Irony: Firewall Deletes Its Own Affiliates' Cookies

I have a ZoneAlarm® Pro Firewall installed on my machine. This morning when I turned my computer on, it ran a routine scan for spyware and threats, and deleted the following cookies:

ZoneAlarm screenshot

Two of the above (Apmebf and Qksrv) are Commission Junction (CJ) cookies, and one (Linksynergy) is a LinkShare cookie. All of these are set on the end-users’ machines to track affiliate-referred transactions.

The irony of the situation is that besides their recently launched program on the Google Affiliate Network ZoneAlarm has an older affiliate program on Commission Junction [details here]. When I click a CJ affiliate’s ZoneAlarm link, and land on the merchant’s website, it is precisely the Apmebf cookie that gets set on my machine:

ZoneAlarm affiliate cookie

Apparently, it gets set only to be deleted during the next routine clean-up of unwanted cookies, which obviously hurts ZoneAlarm itself. How ironic!
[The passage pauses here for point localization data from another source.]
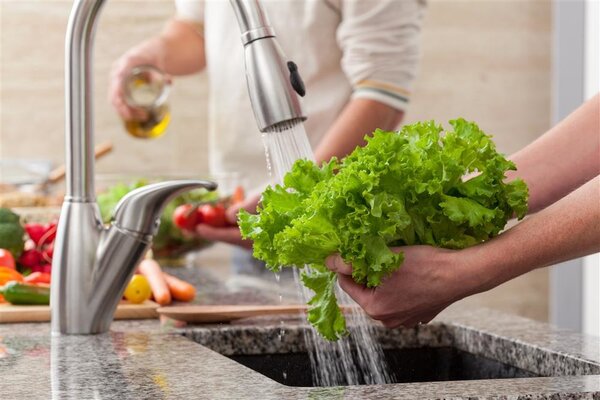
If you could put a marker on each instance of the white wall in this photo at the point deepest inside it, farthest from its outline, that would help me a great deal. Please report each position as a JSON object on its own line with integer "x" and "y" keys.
{"x": 591, "y": 264}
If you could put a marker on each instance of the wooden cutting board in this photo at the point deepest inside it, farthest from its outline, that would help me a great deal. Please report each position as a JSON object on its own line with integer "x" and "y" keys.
{"x": 125, "y": 310}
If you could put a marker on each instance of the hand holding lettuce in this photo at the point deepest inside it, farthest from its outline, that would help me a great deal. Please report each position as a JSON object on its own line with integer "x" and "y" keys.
{"x": 403, "y": 188}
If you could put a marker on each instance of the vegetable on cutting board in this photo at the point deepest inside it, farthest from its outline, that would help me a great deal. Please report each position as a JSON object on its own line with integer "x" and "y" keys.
{"x": 19, "y": 293}
{"x": 160, "y": 291}
{"x": 138, "y": 290}
{"x": 11, "y": 232}
{"x": 38, "y": 277}
{"x": 180, "y": 289}
{"x": 7, "y": 259}
{"x": 418, "y": 186}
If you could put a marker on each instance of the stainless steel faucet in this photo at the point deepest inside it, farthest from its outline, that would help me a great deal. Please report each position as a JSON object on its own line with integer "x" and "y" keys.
{"x": 92, "y": 264}
{"x": 273, "y": 83}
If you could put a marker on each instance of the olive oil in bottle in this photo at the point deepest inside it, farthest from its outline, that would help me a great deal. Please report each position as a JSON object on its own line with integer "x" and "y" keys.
{"x": 146, "y": 88}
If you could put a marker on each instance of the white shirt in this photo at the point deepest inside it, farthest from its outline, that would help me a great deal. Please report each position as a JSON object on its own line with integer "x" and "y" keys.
{"x": 344, "y": 49}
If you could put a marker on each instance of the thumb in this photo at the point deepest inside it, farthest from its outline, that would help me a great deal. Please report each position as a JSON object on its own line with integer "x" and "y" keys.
{"x": 335, "y": 263}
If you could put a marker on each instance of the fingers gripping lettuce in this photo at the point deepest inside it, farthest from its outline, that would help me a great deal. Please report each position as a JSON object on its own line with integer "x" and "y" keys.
{"x": 402, "y": 188}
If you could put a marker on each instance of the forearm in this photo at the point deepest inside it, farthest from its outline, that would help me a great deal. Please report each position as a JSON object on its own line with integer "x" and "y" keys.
{"x": 360, "y": 117}
{"x": 177, "y": 50}
{"x": 564, "y": 158}
{"x": 568, "y": 229}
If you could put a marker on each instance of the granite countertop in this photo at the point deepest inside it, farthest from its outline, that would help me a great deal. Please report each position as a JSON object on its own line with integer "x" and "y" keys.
{"x": 147, "y": 360}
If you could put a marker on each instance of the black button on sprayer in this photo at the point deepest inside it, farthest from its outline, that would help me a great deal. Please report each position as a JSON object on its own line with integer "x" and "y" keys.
{"x": 296, "y": 79}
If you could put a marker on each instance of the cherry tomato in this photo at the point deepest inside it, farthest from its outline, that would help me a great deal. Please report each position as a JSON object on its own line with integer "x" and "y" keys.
{"x": 186, "y": 217}
{"x": 41, "y": 234}
{"x": 31, "y": 258}
{"x": 213, "y": 215}
{"x": 6, "y": 259}
{"x": 35, "y": 232}
{"x": 48, "y": 252}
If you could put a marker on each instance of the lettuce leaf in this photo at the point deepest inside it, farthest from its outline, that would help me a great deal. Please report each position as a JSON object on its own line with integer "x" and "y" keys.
{"x": 402, "y": 188}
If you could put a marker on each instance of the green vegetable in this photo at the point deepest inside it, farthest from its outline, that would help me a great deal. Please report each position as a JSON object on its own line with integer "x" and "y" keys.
{"x": 11, "y": 232}
{"x": 24, "y": 294}
{"x": 169, "y": 240}
{"x": 402, "y": 188}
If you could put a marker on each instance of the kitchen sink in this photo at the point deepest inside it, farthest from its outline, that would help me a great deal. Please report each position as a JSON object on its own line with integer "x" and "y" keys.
{"x": 420, "y": 364}
{"x": 427, "y": 353}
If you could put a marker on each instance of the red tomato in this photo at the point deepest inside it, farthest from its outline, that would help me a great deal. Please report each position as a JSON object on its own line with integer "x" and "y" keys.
{"x": 6, "y": 259}
{"x": 213, "y": 215}
{"x": 31, "y": 258}
{"x": 35, "y": 232}
{"x": 186, "y": 217}
{"x": 41, "y": 234}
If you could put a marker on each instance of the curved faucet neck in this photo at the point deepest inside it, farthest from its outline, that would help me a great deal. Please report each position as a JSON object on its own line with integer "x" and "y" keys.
{"x": 79, "y": 106}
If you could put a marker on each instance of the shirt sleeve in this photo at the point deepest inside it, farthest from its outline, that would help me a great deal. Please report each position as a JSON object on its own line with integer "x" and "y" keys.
{"x": 191, "y": 11}
{"x": 380, "y": 44}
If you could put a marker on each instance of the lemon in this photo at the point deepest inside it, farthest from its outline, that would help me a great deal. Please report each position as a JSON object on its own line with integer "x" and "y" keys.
{"x": 138, "y": 290}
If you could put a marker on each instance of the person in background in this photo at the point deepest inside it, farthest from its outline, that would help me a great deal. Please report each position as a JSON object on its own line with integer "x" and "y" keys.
{"x": 358, "y": 60}
{"x": 562, "y": 171}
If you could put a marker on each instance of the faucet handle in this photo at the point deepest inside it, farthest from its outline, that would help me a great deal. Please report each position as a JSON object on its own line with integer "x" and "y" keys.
{"x": 140, "y": 209}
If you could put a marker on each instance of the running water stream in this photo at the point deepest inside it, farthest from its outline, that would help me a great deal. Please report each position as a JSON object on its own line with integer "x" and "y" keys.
{"x": 358, "y": 358}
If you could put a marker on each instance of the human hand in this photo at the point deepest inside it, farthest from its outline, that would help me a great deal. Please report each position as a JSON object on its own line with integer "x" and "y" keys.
{"x": 148, "y": 53}
{"x": 230, "y": 234}
{"x": 429, "y": 280}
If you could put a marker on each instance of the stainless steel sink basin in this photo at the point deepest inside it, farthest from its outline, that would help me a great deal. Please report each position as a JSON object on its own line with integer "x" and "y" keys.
{"x": 429, "y": 353}
{"x": 420, "y": 364}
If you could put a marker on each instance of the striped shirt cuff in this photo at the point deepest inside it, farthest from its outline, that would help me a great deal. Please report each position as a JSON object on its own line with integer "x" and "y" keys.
{"x": 197, "y": 25}
{"x": 386, "y": 93}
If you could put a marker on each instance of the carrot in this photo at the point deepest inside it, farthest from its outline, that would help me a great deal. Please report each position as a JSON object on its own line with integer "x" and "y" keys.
{"x": 151, "y": 270}
{"x": 181, "y": 290}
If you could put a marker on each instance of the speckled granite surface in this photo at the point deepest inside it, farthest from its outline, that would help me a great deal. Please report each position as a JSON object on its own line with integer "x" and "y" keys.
{"x": 142, "y": 360}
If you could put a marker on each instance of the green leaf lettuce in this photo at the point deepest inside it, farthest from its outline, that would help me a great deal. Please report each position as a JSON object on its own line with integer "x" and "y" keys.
{"x": 402, "y": 188}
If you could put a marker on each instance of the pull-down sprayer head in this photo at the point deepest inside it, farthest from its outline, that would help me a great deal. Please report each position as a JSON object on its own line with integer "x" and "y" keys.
{"x": 273, "y": 83}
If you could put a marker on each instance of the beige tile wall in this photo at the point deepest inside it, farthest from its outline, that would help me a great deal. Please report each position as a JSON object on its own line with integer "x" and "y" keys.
{"x": 485, "y": 60}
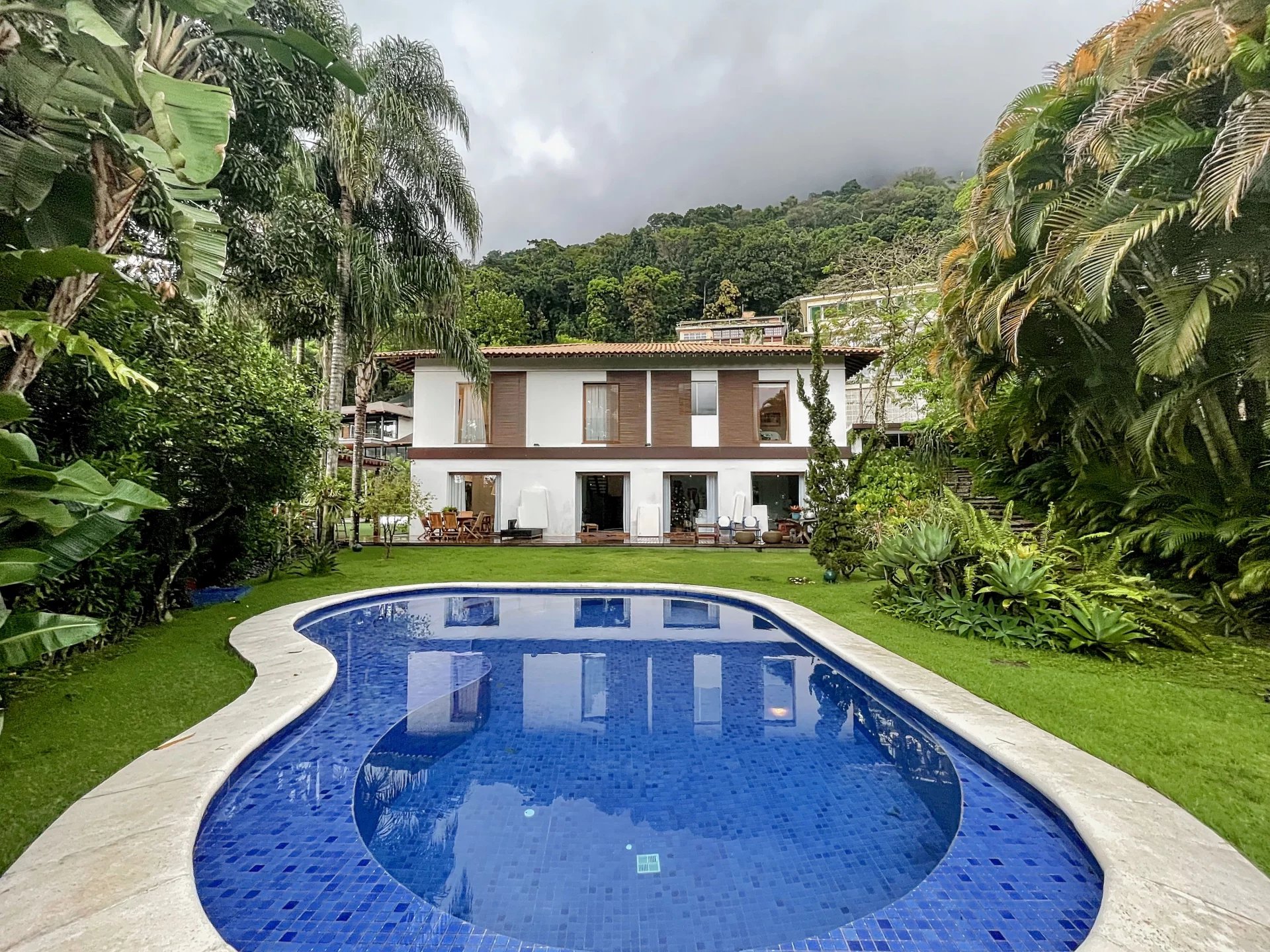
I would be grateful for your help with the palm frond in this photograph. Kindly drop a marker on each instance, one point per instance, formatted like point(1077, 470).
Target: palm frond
point(1238, 154)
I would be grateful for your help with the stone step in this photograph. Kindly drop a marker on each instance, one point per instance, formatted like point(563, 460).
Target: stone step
point(962, 483)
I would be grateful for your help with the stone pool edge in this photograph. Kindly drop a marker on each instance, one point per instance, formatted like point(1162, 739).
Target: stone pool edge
point(116, 870)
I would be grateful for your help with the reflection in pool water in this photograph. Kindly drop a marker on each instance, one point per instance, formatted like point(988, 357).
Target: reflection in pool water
point(785, 811)
point(592, 772)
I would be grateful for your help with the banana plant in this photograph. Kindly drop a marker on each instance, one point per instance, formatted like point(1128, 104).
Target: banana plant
point(112, 102)
point(51, 518)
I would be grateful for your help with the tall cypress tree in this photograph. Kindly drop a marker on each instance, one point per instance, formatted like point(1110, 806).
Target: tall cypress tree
point(826, 473)
point(837, 542)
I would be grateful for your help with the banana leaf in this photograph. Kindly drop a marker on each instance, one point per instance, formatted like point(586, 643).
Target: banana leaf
point(192, 124)
point(81, 17)
point(71, 547)
point(19, 565)
point(28, 636)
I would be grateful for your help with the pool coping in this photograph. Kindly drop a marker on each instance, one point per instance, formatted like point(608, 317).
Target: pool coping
point(116, 870)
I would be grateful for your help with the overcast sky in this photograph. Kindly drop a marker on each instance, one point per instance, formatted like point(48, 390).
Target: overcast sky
point(588, 116)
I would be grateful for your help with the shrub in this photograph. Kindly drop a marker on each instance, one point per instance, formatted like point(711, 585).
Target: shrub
point(840, 542)
point(889, 479)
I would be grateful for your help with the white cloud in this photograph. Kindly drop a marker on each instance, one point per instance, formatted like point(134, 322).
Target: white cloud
point(530, 146)
point(588, 117)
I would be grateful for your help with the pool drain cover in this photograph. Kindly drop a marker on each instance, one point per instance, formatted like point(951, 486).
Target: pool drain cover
point(648, 862)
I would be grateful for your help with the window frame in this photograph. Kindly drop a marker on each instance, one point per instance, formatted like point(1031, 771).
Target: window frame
point(459, 415)
point(693, 397)
point(615, 412)
point(759, 407)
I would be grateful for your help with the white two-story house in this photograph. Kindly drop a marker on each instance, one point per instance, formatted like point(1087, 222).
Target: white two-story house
point(607, 434)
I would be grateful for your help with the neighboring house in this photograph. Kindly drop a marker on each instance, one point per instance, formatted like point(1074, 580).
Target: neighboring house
point(860, 414)
point(747, 329)
point(621, 433)
point(389, 432)
point(829, 305)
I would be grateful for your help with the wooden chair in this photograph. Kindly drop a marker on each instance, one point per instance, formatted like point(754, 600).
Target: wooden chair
point(472, 528)
point(450, 526)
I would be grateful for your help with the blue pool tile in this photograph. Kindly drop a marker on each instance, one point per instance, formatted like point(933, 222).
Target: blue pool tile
point(727, 767)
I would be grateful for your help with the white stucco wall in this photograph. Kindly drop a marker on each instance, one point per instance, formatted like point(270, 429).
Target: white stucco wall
point(554, 405)
point(554, 412)
point(646, 485)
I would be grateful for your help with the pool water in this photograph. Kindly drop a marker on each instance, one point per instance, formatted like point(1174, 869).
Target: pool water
point(621, 772)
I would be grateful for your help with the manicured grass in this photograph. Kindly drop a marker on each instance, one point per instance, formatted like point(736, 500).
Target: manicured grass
point(1197, 728)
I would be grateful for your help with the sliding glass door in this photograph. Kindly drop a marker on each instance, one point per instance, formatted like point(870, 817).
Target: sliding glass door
point(685, 496)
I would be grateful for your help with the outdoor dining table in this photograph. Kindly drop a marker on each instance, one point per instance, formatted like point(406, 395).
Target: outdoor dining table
point(799, 531)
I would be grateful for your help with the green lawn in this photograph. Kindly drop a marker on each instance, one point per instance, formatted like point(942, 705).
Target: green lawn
point(1197, 728)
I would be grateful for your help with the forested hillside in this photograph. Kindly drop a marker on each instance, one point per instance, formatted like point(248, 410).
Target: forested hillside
point(638, 286)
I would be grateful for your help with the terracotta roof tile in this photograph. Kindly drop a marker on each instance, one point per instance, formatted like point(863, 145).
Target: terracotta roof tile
point(860, 357)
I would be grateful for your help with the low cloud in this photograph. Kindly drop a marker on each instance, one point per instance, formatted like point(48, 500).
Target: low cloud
point(589, 117)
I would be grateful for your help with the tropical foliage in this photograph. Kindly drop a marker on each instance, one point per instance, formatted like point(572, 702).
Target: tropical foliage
point(190, 196)
point(120, 110)
point(1105, 314)
point(958, 571)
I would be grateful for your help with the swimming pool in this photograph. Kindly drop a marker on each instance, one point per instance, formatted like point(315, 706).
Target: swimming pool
point(622, 771)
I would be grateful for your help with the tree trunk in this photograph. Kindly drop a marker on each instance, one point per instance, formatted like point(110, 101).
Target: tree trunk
point(339, 333)
point(364, 382)
point(1220, 428)
point(192, 535)
point(114, 190)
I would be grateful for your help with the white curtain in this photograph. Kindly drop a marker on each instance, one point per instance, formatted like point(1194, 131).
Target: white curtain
point(472, 415)
point(597, 415)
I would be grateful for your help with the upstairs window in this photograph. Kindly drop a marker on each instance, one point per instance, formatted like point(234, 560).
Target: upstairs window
point(473, 418)
point(705, 397)
point(600, 413)
point(773, 413)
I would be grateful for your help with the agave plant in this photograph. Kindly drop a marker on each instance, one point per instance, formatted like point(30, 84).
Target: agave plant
point(1015, 579)
point(1096, 630)
point(917, 556)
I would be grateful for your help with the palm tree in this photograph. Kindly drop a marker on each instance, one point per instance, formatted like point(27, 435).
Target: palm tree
point(393, 171)
point(402, 296)
point(1113, 281)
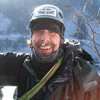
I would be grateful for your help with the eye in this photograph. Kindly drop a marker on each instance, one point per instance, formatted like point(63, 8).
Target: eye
point(61, 16)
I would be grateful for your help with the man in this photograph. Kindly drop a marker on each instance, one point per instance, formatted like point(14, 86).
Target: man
point(74, 79)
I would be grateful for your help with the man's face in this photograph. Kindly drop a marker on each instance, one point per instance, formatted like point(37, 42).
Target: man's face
point(45, 42)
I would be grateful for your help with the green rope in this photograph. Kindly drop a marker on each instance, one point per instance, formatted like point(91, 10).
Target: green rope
point(43, 81)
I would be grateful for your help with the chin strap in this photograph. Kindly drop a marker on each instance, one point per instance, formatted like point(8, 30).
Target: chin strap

3 thoughts on “Irony: Firewall Deletes Its Own Affiliates' Cookies”

  1. Although this action hurts the value of their program (to affiliates) it certainly doesn’t hurt the profitability of it. I had a discussion at ASW09 with the folks at OneNetworkDirect about why affiliates might not wish to promote Lavasoft in their program lineup. Same problem.

  2. Yes, Nancy, of course, you’re right. It doesn’t hurt ZoneAlarm directly (if they get a sale, it doesn’t matter if the cookie triggers the commission or not; the sale still sticks), but hurts ZoneAlarm’s affiliates.

    Interesting to find out that there is a similar problem with Lavasoft. I didn’t know that.